Memories: Why I Keep a One-Sentence Journal.
One of my successful happiness-project resolutions is to Keep a one-sentence journal.
I started this journal because I’d become alarmed by how little I remembered about my own past. I decided to make a much greater effort to take photos and videos regularly, as a kind of diary to keep happy memories vivid – especially memories of my children as they grew.
I also wished that I could keep a proper journal, but that just would have been too much work. However, I decided I could write one sentence each night — so I invented my “one-sentence journal.” Each night, I write one sentence (well, often it’s three or four sentences, and I type them into the computer instead of hand-writing) about what happened that day.
In particular, it’s a great way to record those kids-say-the-darndest-things moments. I always think that I’ll never forget, but I do. Until my mother reminded me, I’d forgotten about the time when, years ago, as we were driving across a bridge, I asked my husband, “Have we ever seen this drawbridge up before?” and my daughter piped up from her car seat, “If that’s the drawbridge, where’s the castle?”
Already, I love looking back in my journal to see what we were doing two years ago on a particular date.
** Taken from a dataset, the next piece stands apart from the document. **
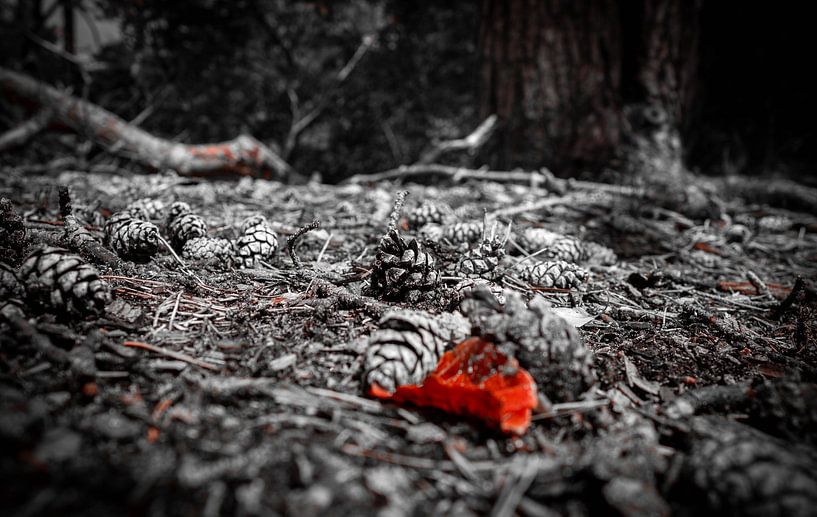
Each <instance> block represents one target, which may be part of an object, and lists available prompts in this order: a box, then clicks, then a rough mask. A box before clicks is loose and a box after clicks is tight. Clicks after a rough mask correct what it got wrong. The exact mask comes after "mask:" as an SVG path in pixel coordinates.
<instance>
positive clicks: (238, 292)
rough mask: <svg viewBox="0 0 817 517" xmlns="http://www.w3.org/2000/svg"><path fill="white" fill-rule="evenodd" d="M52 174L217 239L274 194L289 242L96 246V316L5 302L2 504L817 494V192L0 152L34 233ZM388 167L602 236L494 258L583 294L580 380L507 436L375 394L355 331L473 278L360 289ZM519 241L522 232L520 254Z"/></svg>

Just a sentence or two brings memories flooding back.
It’s very satisfying: it’s manageable, so it doesn’t make me feel burdened; it gives me the atmosphere of growth so important to happiness; it helps keep happy memories vivid (because I’m much more inclined to write about happy events than unhappy events); and it gives me a daily reason to pause and thinking lovingly about my family.
The days are long, but the years are short.